Philpax|6 months ago

They don't need to. Their hardware and programming model are already dominant, and TPUs are harder to program for.

HarHarVeryFunny|6 months ago

Meaning what? Something less flexible? Less CUDA cores and more Tensor Cores?

The majority of NVidia's profits (almost 90%) do come from data center, most of which is going to be neural net acceleration, and I'd have to assume that they have optimized their data center products to maximize performance for typical customer workloads.

I'm sure that Microsoft would provide feedback to Nvidia if they felt changes were needed to better compete with Google in the cloud compute market.
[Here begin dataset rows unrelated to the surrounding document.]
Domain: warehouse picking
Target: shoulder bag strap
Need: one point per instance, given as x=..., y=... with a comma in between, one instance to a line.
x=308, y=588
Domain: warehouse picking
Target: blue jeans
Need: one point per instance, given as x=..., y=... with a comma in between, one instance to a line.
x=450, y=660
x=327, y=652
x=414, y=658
porridgeraisin|6 months ago

A short addition that pre-volta nvidia GPUs were SIMD like TPUs are, and not SIMT which post-volta nvidia GPUs are.

camel-cdr|6 months ago

SIMT is just a programming model for SIMD.

Modern GPUs still are just SIMD with good predication support at ISA level.

akshaydatazip|6 months ago

Thanks for the really thorough research on that . Right what I wanted for my morning coffee

boxerab|6 months ago

"How to Think About NVIDIA GPUS" is a better title

tomhow|6 months ago

Discussion of original series:

How to scale your model: A systems view of LLMs on TPUs - https://news.ycombinator.com/item?id=42936910 - Feb 2025 (30 comments)

radarsat1|6 months ago

A comment from there:

> There are plans to release a PDF version; need to fix some formatting issues + convert the animated diagrams into static images.

I don't see anything on the page about it, has there been an update on this? I'd love to put this on my e-reader.

business_liveit|6 months ago

so, Why didn't Nvidia developed a TPU yet?

cwmoore|6 months ago

Probably proprietary. Go GOOG. I like how bad your comment is.